Completely factor the following expression:100x2 – 160xy + 64y2
100x2 – 160xy + 64y2
=4(25x²-40xy+16y²)
=4((5x)²-2*5x*4y+(4y)²)
=...
use (a-b)²=a²-2ab+b²
to complete the factorization.
To completely factor the expression 100x^2 - 160xy + 64y^2, we need to find the factors of each term and look for a common factor that can be factored out.

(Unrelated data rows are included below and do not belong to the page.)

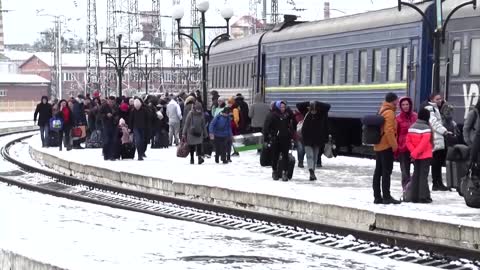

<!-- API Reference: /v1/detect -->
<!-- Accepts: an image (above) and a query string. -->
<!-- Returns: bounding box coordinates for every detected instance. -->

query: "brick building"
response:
[0,73,50,111]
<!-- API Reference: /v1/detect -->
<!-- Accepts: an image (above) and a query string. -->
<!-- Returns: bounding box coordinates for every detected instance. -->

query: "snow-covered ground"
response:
[0,183,438,270]
[29,137,480,227]
[0,111,34,122]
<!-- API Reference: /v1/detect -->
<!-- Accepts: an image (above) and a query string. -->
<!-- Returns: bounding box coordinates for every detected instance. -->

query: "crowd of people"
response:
[34,91,480,204]
[373,93,480,204]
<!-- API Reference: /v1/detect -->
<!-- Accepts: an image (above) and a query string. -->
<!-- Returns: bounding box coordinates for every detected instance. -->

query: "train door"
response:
[404,38,420,103]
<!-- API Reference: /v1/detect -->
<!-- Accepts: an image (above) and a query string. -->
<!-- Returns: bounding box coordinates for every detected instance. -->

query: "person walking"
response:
[209,107,233,164]
[404,108,433,203]
[167,96,182,145]
[128,98,149,161]
[182,102,208,165]
[33,96,52,147]
[463,99,480,164]
[99,97,118,161]
[425,94,452,191]
[297,101,330,181]
[263,101,293,181]
[57,99,73,151]
[395,97,417,190]
[373,93,400,204]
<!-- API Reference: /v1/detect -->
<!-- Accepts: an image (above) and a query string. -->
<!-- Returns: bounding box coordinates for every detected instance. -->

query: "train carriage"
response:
[441,0,480,125]
[209,4,433,145]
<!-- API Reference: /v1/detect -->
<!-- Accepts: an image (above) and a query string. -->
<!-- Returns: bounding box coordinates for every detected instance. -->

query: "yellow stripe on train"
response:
[265,83,407,92]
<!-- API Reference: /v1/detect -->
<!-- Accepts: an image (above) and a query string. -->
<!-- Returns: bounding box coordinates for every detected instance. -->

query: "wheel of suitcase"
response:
[277,153,296,180]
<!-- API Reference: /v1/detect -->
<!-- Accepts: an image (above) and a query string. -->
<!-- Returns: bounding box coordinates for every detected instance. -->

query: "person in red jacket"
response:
[404,108,433,203]
[395,97,417,190]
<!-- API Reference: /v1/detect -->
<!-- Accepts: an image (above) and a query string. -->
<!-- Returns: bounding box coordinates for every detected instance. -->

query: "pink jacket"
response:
[396,97,417,154]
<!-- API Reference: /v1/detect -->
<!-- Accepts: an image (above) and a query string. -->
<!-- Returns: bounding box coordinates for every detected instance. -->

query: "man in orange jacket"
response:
[373,93,400,204]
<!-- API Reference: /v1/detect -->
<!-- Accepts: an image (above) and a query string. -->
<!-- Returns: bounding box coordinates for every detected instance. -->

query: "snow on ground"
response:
[0,111,34,122]
[0,183,433,270]
[30,137,480,227]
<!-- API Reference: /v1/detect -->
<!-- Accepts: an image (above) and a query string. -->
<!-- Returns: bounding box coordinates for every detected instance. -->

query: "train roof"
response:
[211,32,264,54]
[443,0,480,20]
[264,3,430,43]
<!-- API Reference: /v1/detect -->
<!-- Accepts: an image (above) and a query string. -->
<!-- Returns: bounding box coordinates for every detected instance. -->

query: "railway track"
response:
[0,131,480,270]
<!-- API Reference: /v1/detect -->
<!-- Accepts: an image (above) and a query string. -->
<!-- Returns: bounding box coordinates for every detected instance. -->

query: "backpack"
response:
[362,111,385,145]
[297,112,309,137]
[50,117,63,132]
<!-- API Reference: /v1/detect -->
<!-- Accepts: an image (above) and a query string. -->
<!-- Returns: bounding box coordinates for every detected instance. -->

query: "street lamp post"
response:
[97,32,143,97]
[172,0,233,109]
[398,0,477,93]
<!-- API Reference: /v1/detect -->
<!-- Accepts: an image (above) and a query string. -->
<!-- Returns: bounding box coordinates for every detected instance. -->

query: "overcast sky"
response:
[0,0,397,44]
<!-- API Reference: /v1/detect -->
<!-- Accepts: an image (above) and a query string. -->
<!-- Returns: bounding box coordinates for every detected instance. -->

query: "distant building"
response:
[231,15,265,38]
[0,73,50,111]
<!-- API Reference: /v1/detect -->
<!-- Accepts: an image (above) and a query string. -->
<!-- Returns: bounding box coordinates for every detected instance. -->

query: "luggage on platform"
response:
[120,143,136,159]
[446,144,470,188]
[154,130,169,149]
[260,142,272,167]
[85,129,103,148]
[462,169,480,208]
[48,131,60,147]
[277,153,296,180]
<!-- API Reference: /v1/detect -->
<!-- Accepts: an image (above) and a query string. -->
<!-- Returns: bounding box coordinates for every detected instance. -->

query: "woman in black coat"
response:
[297,101,330,181]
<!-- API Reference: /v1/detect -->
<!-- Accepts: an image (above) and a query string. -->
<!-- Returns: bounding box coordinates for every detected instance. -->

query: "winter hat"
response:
[133,99,142,110]
[418,108,430,122]
[385,92,398,103]
[119,102,129,112]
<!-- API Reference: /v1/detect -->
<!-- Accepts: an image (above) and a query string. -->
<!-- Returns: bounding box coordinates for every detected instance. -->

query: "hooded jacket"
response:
[182,102,208,145]
[167,99,182,124]
[373,101,398,152]
[297,101,330,146]
[463,102,480,146]
[405,119,433,160]
[425,102,447,151]
[33,96,52,127]
[248,94,270,128]
[397,97,418,153]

Let's start by writing out the factors for each term:
100x^2: Since 100 is a perfect square, we can factor it as (10x)^2.
-160xy: The coefficient -160 can be factored as -2 * 2 * 2 * 2 * 5, and we can group the variables as x * y. So, we can write it as -2^4 * 5 * x * y = (-2^2 * 5xy)(2^2 * y) = (-20xy)(4y) = -20xy * 4y.
64y^2: Similar to 100x^2, 64 is a perfect square. We can factor it as (8y)^2.
Now let's rewrite the expression with the factored terms:
100x^2 - 160xy + 64y^2
= (10x)^2 - 20xy * 4y + (8y)^2
= (10x - 4y)(10x - 4y)
So, the completely factored expression is (10x - 4y)(10x - 4y).